Eppure, quando nel settembre 2024 centinaia di questi gamberi rossi sono stati spiaggiati da una “lagheggiata” tra Desenzano, Padenghe e Moniga, la notizia è stata liquidata in poche righe: «Invasione di gamberi alieni sulle spiagge, ma il WWF tranquillizza: nessuna novità, è noto da decenni». Nessun titolo a caratteri cubitali, nessun servizio tv in prima serata, nessun piano regionale d’emergenza dedicato.
Perché questa disparità? Semplice: il siluro è fotogenico. È grande, fa paura, evoca il “mostro del lago”. Un siluro di due metri e 80 chili fa vendere copie e visualizzazioni. Il gambero della Louisiana invece è piccolo, brutto, “strisciante”: non attira i turisti spaventati, non crea l’immagine del pericolo immediato per i bagnanti o i cani (anche se il siluro viene spesso accusato di questo, senza prove concrete di attacchi). Risultato? Terrorismo mediatico concentrato sul siluro, silenzio quasi totale sul gambero killer.
La scienza invece non ha dubbi.
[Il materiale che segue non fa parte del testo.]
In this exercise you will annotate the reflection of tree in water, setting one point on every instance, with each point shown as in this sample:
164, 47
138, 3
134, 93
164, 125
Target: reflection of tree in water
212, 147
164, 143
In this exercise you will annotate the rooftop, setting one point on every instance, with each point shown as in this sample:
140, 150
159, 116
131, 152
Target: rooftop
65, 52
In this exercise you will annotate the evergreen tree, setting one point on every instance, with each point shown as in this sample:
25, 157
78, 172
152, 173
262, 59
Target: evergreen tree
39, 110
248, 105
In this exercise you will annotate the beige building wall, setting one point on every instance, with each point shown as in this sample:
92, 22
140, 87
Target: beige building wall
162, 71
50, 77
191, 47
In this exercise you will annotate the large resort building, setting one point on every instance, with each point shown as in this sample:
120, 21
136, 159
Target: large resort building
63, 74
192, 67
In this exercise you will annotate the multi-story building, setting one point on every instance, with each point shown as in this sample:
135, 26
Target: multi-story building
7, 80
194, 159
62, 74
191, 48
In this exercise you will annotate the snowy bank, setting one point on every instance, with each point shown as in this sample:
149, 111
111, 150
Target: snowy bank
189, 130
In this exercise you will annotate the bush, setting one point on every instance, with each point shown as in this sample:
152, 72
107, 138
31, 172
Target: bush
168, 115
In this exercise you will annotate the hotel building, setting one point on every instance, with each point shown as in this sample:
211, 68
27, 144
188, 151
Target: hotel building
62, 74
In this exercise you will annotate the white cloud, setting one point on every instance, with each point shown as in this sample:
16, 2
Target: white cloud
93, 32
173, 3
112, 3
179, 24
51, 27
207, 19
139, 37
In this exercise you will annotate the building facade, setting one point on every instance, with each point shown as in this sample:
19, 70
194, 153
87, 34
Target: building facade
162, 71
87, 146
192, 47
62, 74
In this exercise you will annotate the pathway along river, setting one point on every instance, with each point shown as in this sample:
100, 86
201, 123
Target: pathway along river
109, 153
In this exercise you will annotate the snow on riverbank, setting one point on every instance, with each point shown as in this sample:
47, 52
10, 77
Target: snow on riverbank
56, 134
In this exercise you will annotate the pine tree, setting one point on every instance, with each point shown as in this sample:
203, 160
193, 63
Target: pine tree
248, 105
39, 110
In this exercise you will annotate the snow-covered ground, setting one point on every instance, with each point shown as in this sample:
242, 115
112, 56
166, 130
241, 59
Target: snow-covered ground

Negli studi più autorevoli sul Garda (tra cui quello di Francesca Ciutti del 2017) le specie indicate come “più invasive” sono proprio gli invertebrati: il gamberetto killer Dikerogammarus villosus, le vongole cinesi Corbicula, il gambero americano Orconectes limosus… e, a pieno titolo, il Procambarus clarkii. Il siluro compare tra i pesci diffusi, ma non tra i “top” invasori. Eppure oggi i piani regionali e i fondi pubblici si concentrano quasi esclusivamente sul siluro, mentre il gambero rosso continua a proliferare indisturbato, con predatori naturali (tra cui proprio il siluro) che non bastano a contenerlo.
Il paradosso è evidente: si crea allarmismo su un predatore visibile e si ignora una specie che sta modificando silenziosamente la struttura stessa del lago – scavando, alterando il fondo, diffondendo malattie, competendo con tutto ciò che vive.
È ora di smetterla con il terrorismo mediatico da “pesce siluro” e di affrontare il problema con serietà scientifica. Servono monitoraggi seri, piani di contenimento integrati per tutte le specie aliene (non solo quelle che fanno audience), e informazione corretta al pubblico. Il Lago di Garda non ha bisogno di mostri da prima pagina: ha bisogno di verità. E la verità è che il gambero della Louisiana, da decenni al vertice delle specie più invasive del Benaco, merita finalmente l’attenzione che gli è stata negata. Prima che sia troppo tardi anche per lui.